Il Mezzogiorno mostra segnali di crescita economica, ma Taranto deve migliorare la spesa dei fondi. Il sottosegretario Sbarra chiede una visione di sviluppo diversificata per la città pugliese.

Sviluppo del Mezzogiorno: numeri positivi

Il Sud Italia sta registrando una fase di crescita. I dati ufficiali confermano questa tendenza positiva. Istat, Banca d'Italia e Svimez attestano un miglioramento generale.

Luigi Sbarra, sottosegretario con delega al Sud, ha evidenziato questi risultati. Ha parlato al Salone Mediterraneo dell'impresa a Taranto. La sua organizzazione è Confcommercio Taranto.

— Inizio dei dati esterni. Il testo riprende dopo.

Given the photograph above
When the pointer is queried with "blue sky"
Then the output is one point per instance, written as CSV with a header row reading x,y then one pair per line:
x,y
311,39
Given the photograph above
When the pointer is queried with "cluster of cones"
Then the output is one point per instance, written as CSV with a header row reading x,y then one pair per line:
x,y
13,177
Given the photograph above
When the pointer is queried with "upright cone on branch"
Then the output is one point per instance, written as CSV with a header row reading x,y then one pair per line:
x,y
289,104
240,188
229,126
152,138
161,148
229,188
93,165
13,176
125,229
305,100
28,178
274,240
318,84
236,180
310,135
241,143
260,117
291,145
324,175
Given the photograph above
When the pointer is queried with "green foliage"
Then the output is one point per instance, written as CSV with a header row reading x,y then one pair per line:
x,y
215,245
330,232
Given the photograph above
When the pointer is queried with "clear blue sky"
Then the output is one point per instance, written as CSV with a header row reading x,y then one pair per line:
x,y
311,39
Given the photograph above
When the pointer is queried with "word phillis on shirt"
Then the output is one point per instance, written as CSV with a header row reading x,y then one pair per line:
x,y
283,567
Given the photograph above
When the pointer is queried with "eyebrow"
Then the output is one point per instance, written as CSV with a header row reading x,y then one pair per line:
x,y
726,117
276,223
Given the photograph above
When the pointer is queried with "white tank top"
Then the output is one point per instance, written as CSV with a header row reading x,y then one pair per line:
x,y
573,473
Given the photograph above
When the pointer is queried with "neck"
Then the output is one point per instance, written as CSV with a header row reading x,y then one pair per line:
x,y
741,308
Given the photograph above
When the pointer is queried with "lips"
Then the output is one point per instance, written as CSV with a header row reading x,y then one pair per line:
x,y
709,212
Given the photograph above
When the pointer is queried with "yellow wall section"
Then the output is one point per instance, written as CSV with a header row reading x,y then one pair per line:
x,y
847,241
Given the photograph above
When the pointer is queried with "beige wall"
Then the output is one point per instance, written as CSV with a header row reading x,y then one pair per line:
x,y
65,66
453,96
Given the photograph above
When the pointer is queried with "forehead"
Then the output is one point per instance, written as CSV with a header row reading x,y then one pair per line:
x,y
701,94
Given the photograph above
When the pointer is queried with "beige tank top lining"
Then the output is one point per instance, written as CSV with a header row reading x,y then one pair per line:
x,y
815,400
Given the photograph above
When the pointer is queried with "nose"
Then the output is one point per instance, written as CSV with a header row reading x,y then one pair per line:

Il Prodotto Interno Lordo del Mezzogiorno supera altre aree del Paese. Gli investimenti stanno riprendendo vigore. L'occupazione ha raggiunto livelli storicamente elevati.

Questi successi derivano da diversi fattori. Il Piano Nazionale di Ripresa e Resilienza ha avuto un impatto positivo. Anche la riforma delle politiche di coesione ha contribuito. La Zes unica ha giocato un ruolo importante.

Taranto: necessità di accelerare la spesa dei fondi

Nonostante i progressi, è necessario fare di più. Bisogna colmare i divari storici con il resto d'Italia. Sbarra ha posto un accento particolare su Taranto. La città deve migliorare la sua capacità di utilizzare i fondi ricevuti.

È fondamentale un maggiore coordinamento. La governance dei progetti deve essere rafforzata. Questo permetterà di sfruttare al meglio le risorse disponibili.

Il capoluogo ionico deve abbandonare una visione limitata dello sviluppo. L'idea di basarsi su un unico settore non è più sostenibile. Serve un approccio più ampio e diversificato.

Nuove filiere per lo sviluppo di Taranto

Sbarra ha proposto nuove direzioni per Taranto. Il turismo rappresenta un settore con grande potenziale. Anche la cultura può generare nuove opportunità economiche.

L'agroalimentare, il commercio e l'artigianato sono da valorizzare. L'innovazione digitale è un altro ambito cruciale. La crescita delle competenze professionali è essenziale.

Le energie rinnovabili sono un'altra risorsa strategica. Il Mezzogiorno possiede un grande potenziale naturale. Questo può tradursi in crescita e sviluppo sostenibile.

Le bonifiche dei territori sono un tema centrale. È necessario recuperare aree industriali dismesse. Queste zone possono essere destinate a nuove iniziative imprenditoriali. L'obiettivo è creare un ambiente favorevole per chi vuole investire.